Concernant les costumes, en collaboration avec la créatrice Mo Burck, nous souhaitions nous éloigner d'un style naturaliste. Nous visions à représenter un monde post-atomique où les gens confectionnent leurs vêtements à partir de matériaux de récupération. Le Petit et La Masse devaient également présenter une certaine unité, comme deux frères. Les personnages jouent avec un tuyau d'aspirateur, une sorte de cordon ombilical qui les relie en permanence.

Pour l'image, j'ai opté pour un tournage en 35 mm, conscient de la nécessité d'une haute définition pour les plans larges. Cette définition était tout aussi cruciale pour la mise en valeur des détails et des couleurs des costumes.
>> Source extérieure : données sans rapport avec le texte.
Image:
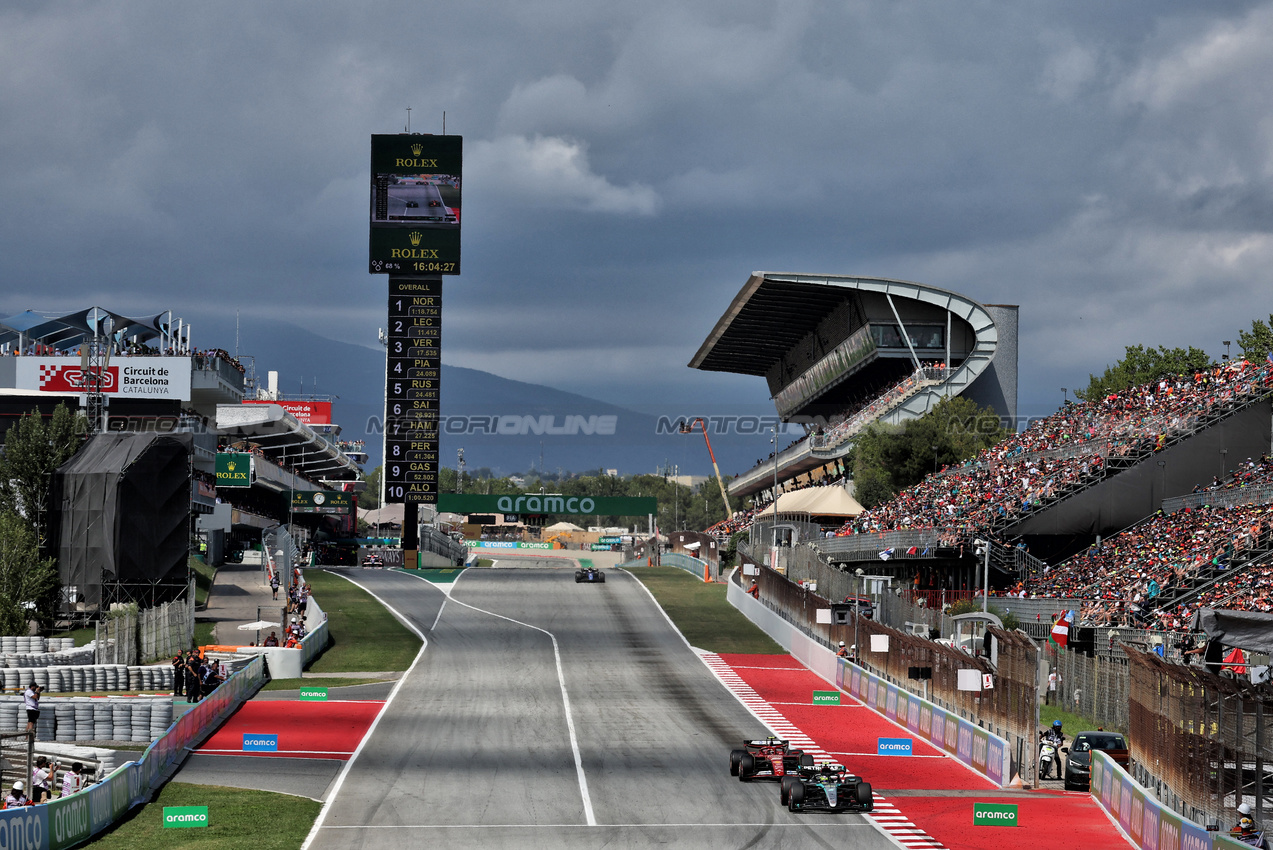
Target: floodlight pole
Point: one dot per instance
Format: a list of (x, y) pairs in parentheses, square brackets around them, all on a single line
[(689, 429)]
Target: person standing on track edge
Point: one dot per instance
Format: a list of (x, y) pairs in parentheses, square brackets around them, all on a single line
[(192, 690), (31, 699)]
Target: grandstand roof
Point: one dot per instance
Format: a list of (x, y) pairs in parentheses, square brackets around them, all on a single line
[(69, 330), (774, 311), (281, 437)]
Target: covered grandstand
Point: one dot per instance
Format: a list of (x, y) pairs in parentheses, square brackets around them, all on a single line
[(152, 381), (840, 353)]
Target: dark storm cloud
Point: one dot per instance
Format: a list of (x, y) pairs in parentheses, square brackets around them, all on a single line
[(1105, 166)]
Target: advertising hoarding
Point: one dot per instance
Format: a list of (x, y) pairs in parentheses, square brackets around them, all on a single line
[(234, 470), (307, 412), (124, 378), (415, 205), (548, 504), (322, 501)]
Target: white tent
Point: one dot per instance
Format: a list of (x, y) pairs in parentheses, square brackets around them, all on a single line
[(816, 501), (383, 515)]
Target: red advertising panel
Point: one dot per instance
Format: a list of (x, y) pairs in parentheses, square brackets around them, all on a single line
[(307, 412)]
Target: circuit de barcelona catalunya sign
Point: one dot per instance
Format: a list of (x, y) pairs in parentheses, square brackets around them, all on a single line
[(125, 377), (548, 504)]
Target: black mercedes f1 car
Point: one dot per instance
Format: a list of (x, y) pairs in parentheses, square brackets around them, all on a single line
[(830, 788), (590, 574)]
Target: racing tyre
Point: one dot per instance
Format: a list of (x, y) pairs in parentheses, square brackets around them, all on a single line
[(794, 797), (865, 797)]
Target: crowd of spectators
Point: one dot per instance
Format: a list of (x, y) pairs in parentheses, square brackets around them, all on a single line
[(1026, 470), (1125, 575), (862, 415)]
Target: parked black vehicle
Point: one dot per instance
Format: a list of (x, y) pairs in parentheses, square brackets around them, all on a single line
[(1078, 756)]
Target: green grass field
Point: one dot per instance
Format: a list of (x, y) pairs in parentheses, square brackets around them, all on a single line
[(702, 613), (82, 635), (364, 636), (1072, 723), (318, 681), (236, 818), (204, 575)]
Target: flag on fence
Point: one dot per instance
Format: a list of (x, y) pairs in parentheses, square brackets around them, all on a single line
[(1236, 662), (1061, 629)]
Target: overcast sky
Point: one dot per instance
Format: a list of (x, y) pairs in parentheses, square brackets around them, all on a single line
[(1106, 166)]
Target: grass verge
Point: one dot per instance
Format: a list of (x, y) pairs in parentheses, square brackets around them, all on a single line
[(703, 615), (364, 636), (82, 635), (204, 575), (1071, 722), (234, 820), (318, 681)]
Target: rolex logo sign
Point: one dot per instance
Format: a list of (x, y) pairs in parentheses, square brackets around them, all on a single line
[(233, 470)]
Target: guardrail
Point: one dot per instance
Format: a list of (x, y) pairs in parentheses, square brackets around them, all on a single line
[(1147, 822), (74, 820), (693, 565), (983, 751)]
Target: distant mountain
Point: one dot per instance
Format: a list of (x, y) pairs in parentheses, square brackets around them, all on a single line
[(502, 424)]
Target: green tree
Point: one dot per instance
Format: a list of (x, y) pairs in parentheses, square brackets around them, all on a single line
[(1258, 342), (33, 448), (1142, 364), (28, 583)]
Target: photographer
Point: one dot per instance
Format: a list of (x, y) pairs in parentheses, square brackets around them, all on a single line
[(31, 699)]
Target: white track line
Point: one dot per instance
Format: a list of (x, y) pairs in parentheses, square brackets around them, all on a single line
[(565, 700), (833, 825), (886, 816), (367, 736)]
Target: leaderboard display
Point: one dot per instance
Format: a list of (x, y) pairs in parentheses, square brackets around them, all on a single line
[(411, 391)]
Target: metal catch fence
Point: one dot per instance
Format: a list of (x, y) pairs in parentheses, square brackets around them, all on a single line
[(1092, 687), (1010, 709), (1199, 739)]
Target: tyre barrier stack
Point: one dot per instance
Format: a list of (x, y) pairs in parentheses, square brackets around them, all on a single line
[(33, 644), (136, 719), (89, 677), (61, 658)]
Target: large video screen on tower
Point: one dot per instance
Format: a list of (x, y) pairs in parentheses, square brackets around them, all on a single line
[(415, 204)]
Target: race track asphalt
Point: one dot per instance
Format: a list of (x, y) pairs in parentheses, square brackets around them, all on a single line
[(476, 747)]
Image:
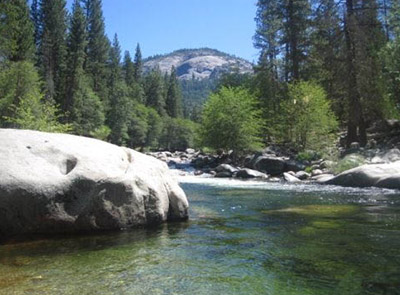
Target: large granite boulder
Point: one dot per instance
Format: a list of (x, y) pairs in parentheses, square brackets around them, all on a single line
[(270, 165), (52, 183), (379, 175)]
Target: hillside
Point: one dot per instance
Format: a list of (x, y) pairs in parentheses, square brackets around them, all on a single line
[(201, 63), (198, 71)]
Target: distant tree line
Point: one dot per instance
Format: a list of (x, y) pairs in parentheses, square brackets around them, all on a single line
[(59, 72), (324, 66), (350, 48)]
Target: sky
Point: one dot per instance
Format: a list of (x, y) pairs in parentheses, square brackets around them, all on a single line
[(162, 26)]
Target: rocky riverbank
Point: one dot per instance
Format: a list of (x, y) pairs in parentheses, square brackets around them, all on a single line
[(375, 164), (56, 183)]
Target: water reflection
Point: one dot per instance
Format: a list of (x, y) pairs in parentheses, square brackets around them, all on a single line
[(237, 241)]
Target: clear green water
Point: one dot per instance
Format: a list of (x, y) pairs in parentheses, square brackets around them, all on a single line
[(279, 240)]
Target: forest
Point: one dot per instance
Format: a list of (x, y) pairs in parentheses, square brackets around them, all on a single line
[(325, 67)]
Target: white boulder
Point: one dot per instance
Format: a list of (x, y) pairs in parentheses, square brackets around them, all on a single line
[(51, 183)]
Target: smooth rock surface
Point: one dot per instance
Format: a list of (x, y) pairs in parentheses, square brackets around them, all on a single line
[(290, 178), (52, 183), (380, 175), (270, 165)]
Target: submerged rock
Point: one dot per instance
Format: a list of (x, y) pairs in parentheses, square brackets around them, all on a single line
[(290, 178), (270, 165), (302, 175), (380, 175), (52, 183), (249, 173)]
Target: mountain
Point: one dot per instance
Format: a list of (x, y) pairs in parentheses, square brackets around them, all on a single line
[(203, 63)]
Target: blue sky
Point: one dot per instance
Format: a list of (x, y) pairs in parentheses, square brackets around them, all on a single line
[(161, 26)]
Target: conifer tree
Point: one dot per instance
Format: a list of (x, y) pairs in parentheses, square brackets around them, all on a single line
[(16, 31), (138, 64), (327, 54), (53, 47), (174, 97), (119, 104), (97, 48), (128, 69), (81, 106), (154, 91), (35, 17)]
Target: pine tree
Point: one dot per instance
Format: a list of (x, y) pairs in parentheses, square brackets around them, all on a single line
[(138, 64), (154, 91), (119, 104), (97, 48), (16, 31), (269, 28), (81, 106), (128, 69), (35, 17), (174, 97), (53, 47), (327, 54)]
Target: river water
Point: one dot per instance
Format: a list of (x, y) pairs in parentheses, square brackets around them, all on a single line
[(242, 238)]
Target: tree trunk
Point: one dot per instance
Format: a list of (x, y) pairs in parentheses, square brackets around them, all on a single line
[(356, 130)]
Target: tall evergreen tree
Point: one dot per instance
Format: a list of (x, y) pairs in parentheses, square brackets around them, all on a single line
[(295, 36), (16, 31), (138, 64), (53, 47), (327, 54), (128, 69), (174, 96), (37, 23), (97, 48), (154, 91), (119, 104), (81, 106)]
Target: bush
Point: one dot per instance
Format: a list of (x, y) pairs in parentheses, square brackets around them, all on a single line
[(307, 119), (231, 121)]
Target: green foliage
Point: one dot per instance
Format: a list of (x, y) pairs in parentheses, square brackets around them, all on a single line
[(231, 121), (308, 155), (194, 94), (177, 134), (53, 47), (118, 114), (174, 98), (18, 80), (87, 115), (22, 104), (155, 127), (97, 48), (138, 63), (144, 126), (307, 119), (154, 91), (16, 31), (390, 56), (101, 133)]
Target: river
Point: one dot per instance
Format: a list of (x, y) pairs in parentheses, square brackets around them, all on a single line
[(242, 238)]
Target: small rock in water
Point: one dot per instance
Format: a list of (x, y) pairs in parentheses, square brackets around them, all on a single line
[(249, 173), (290, 178), (316, 172), (302, 175), (223, 174)]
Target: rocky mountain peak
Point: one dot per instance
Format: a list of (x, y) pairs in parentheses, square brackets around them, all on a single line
[(198, 63)]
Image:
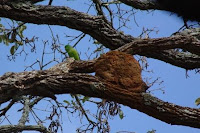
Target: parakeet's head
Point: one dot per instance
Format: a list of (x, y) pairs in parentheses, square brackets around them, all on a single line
[(68, 47)]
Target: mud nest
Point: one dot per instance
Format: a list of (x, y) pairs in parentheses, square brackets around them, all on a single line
[(121, 70)]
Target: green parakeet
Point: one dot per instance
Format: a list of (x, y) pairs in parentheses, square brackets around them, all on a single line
[(72, 52)]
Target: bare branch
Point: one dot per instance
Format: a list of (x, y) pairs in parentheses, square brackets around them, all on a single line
[(96, 27), (18, 128), (48, 83)]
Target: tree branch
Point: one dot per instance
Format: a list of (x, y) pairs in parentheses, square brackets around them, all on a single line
[(51, 82), (18, 128), (95, 26)]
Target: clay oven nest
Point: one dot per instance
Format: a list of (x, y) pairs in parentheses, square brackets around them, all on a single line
[(121, 70)]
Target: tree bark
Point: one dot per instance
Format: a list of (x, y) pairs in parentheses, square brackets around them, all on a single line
[(95, 26), (58, 80)]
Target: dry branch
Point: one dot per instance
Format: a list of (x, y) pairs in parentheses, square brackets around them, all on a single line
[(95, 26), (54, 81)]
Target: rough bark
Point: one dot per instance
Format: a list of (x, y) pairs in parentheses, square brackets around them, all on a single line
[(95, 26), (57, 81)]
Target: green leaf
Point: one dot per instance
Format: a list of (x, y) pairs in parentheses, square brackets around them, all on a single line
[(19, 42), (21, 30), (121, 114), (12, 50), (67, 102), (85, 99), (152, 131), (197, 101)]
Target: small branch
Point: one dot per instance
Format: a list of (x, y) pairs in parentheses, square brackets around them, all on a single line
[(25, 113), (19, 128), (4, 110), (83, 110)]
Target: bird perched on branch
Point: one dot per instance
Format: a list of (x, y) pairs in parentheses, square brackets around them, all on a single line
[(72, 52)]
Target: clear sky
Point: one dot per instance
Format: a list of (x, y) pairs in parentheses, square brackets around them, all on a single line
[(178, 89)]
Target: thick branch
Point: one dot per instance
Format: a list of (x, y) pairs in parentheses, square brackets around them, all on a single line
[(96, 27), (49, 83), (18, 128)]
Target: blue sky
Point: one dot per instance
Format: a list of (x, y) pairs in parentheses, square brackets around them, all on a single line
[(178, 89)]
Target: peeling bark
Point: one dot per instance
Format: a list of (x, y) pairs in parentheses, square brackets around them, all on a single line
[(95, 26), (49, 83)]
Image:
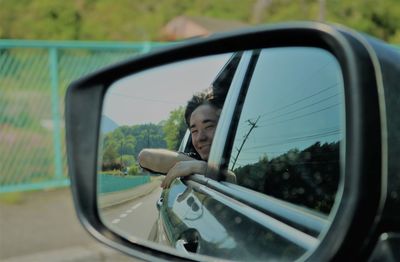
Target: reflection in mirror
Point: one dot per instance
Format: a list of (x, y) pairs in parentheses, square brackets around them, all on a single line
[(287, 146)]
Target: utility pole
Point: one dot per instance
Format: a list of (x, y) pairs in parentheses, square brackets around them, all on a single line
[(322, 10), (253, 124)]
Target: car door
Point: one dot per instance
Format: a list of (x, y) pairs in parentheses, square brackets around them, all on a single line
[(284, 148)]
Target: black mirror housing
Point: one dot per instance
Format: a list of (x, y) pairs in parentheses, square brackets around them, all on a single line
[(371, 70)]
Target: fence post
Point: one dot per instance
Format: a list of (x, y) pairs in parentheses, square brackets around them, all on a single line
[(55, 109)]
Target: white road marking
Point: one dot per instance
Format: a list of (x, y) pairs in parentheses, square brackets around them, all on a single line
[(137, 205), (116, 221)]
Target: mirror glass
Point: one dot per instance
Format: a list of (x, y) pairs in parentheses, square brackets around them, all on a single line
[(281, 177)]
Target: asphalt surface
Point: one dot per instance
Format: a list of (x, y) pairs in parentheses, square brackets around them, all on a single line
[(135, 217), (43, 226)]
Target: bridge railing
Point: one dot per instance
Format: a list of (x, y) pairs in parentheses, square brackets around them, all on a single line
[(34, 76)]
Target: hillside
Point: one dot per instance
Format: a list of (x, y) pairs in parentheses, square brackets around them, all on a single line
[(126, 20)]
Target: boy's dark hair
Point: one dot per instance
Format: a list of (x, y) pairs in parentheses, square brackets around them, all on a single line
[(207, 97)]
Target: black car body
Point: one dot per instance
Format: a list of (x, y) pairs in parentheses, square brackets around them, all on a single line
[(334, 195)]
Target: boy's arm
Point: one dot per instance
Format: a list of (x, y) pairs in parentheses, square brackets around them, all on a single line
[(160, 160)]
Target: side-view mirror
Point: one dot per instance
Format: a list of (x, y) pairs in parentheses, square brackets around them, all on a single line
[(289, 155)]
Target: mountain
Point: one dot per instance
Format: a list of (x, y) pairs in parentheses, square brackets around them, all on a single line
[(107, 125)]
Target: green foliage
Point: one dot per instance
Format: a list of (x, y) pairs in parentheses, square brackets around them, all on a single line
[(309, 177), (133, 170), (125, 143), (175, 128), (128, 20)]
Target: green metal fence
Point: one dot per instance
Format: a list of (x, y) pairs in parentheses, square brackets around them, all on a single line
[(34, 76)]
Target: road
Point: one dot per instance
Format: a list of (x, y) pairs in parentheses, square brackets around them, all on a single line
[(42, 226), (135, 217)]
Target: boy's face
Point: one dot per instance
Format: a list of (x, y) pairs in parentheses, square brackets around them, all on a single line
[(203, 122)]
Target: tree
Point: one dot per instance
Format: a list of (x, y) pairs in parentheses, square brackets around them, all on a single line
[(175, 128)]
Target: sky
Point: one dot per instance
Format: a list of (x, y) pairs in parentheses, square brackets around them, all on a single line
[(149, 96)]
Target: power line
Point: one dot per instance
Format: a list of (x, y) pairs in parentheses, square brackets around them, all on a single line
[(301, 108)]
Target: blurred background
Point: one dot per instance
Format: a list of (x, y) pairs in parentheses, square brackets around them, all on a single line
[(46, 44)]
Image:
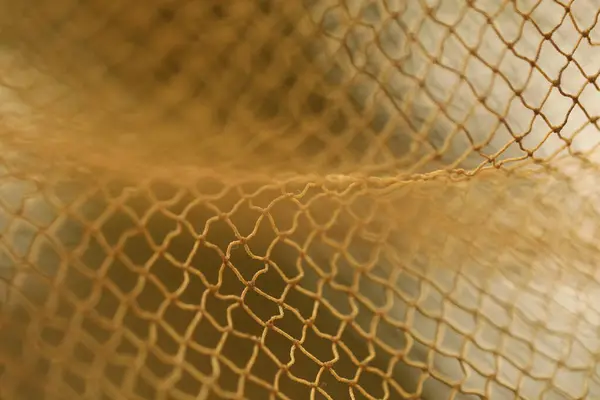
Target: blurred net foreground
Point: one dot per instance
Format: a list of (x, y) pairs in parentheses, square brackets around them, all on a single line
[(132, 270), (333, 287)]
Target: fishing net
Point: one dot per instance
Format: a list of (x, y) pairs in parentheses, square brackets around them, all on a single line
[(302, 199)]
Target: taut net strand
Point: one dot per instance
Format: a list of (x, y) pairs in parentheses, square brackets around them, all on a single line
[(300, 199)]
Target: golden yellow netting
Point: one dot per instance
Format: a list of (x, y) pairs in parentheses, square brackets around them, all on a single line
[(301, 199)]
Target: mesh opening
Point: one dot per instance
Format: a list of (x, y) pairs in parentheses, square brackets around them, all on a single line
[(310, 199)]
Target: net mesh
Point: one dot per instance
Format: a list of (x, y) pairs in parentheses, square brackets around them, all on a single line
[(324, 199)]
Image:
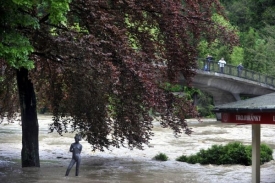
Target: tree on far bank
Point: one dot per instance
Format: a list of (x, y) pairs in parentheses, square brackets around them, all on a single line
[(100, 68)]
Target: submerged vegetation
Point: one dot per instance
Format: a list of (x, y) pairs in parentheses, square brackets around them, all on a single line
[(232, 153)]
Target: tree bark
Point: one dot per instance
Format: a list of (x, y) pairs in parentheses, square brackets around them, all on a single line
[(30, 129)]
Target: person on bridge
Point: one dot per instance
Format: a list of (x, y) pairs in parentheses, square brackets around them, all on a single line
[(240, 68), (221, 63)]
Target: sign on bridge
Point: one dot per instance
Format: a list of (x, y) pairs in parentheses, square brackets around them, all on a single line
[(249, 118)]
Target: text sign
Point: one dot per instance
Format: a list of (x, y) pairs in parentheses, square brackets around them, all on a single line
[(249, 118)]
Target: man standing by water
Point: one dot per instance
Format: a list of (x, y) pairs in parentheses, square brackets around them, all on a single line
[(221, 63), (76, 149)]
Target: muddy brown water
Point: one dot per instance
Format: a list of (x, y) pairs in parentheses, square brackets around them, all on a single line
[(132, 166)]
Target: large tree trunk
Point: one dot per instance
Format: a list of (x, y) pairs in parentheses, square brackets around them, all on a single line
[(30, 147)]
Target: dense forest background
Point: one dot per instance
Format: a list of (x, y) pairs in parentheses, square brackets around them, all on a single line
[(254, 22)]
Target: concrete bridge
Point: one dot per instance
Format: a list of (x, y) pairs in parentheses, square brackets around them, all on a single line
[(230, 85)]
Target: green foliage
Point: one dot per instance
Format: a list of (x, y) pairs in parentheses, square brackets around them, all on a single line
[(232, 153), (161, 157), (237, 55), (16, 49)]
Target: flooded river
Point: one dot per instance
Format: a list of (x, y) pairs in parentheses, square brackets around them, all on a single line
[(136, 166)]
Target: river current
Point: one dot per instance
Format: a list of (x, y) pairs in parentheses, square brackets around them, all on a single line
[(132, 166)]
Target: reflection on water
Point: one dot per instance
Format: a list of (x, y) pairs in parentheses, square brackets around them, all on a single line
[(126, 166)]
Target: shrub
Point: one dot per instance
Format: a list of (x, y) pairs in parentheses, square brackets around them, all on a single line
[(232, 153), (161, 157)]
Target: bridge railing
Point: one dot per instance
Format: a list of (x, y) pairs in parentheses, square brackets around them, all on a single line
[(231, 70)]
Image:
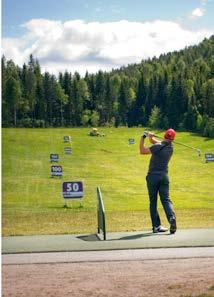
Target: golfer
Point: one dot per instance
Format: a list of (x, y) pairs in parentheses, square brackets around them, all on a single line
[(157, 178)]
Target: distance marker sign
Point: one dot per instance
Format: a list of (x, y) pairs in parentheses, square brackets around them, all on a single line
[(54, 157), (67, 138), (67, 150), (56, 170), (131, 141), (72, 190)]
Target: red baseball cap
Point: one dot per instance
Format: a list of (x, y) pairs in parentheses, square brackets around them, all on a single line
[(170, 134)]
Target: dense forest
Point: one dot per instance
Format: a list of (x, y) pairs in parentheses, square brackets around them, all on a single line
[(175, 90)]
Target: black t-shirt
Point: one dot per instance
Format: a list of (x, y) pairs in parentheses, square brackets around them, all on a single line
[(161, 154)]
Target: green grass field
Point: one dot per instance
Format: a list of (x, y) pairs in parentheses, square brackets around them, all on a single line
[(32, 202)]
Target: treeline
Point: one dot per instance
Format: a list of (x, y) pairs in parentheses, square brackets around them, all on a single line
[(176, 90)]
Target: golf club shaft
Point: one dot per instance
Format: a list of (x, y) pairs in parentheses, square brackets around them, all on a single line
[(179, 143)]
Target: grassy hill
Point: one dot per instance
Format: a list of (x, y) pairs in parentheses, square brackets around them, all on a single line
[(32, 202)]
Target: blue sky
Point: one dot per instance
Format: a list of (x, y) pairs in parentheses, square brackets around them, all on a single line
[(99, 34)]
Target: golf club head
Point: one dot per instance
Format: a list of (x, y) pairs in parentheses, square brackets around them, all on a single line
[(199, 152)]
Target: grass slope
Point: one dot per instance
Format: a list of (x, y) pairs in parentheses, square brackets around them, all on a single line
[(32, 201)]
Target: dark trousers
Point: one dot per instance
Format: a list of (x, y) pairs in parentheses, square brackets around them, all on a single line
[(159, 184)]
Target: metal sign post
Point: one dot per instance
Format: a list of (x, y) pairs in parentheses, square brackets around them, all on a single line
[(100, 214)]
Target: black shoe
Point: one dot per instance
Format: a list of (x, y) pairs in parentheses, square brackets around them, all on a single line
[(173, 226), (159, 229)]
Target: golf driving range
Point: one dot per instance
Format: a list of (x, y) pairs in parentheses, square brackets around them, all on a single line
[(32, 202)]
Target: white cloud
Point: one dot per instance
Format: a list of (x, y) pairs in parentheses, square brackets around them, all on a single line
[(197, 13), (79, 46)]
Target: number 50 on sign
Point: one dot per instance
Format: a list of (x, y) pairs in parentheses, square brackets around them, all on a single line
[(72, 190)]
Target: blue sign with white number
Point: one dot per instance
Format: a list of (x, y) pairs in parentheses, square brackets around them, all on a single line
[(54, 157)]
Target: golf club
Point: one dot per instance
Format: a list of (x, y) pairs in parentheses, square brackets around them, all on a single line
[(179, 143)]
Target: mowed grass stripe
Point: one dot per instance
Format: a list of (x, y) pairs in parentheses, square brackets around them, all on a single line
[(32, 201)]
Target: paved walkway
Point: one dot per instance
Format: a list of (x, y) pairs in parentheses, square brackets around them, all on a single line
[(114, 241)]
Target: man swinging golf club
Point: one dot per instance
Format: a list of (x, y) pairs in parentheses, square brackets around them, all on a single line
[(157, 178)]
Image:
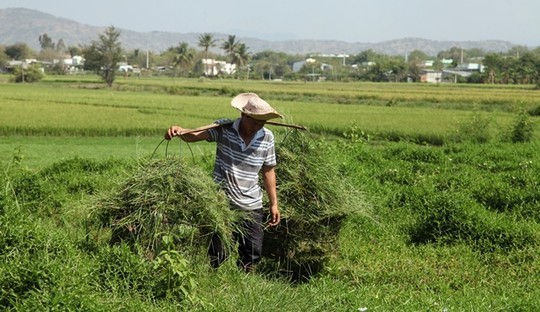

Avec Jean Poisson, le directeur de la photographie, nous avons choisi de ne pas blanchir le négatif, une tendance en vogue à l'époque. Je trouvais qu'il était judicieux de conserver des couleurs moins vives pour accentuer une atmosphère froide et aride, essentielle à la création de l'univers de New-Rêve.

La première de New-Rêve s'est tenue au Festival du film fantastique d'Avoriaz, où le film a reçu un accueil désastreux. Il se démarquait radicalement des courts métrages français de l'époque, et notre travail approfondi sur le son et la musique n'a malheureusement pas été compris. Le film est rapidement tombé dans l'oubli, sans avoir eu l'opportunité de toucher son public. C'est donc avec une joie immense que j'ai accueilli la nouvelle de la Cinémathèque : New-Rêve allait être numérisé et étalonné pour une sortie en copie 4K. Ce film maudit occupe une place spéciale dans mon cœur, et je suis ravi qu'il ait enfin la chance de revivre à nouveau.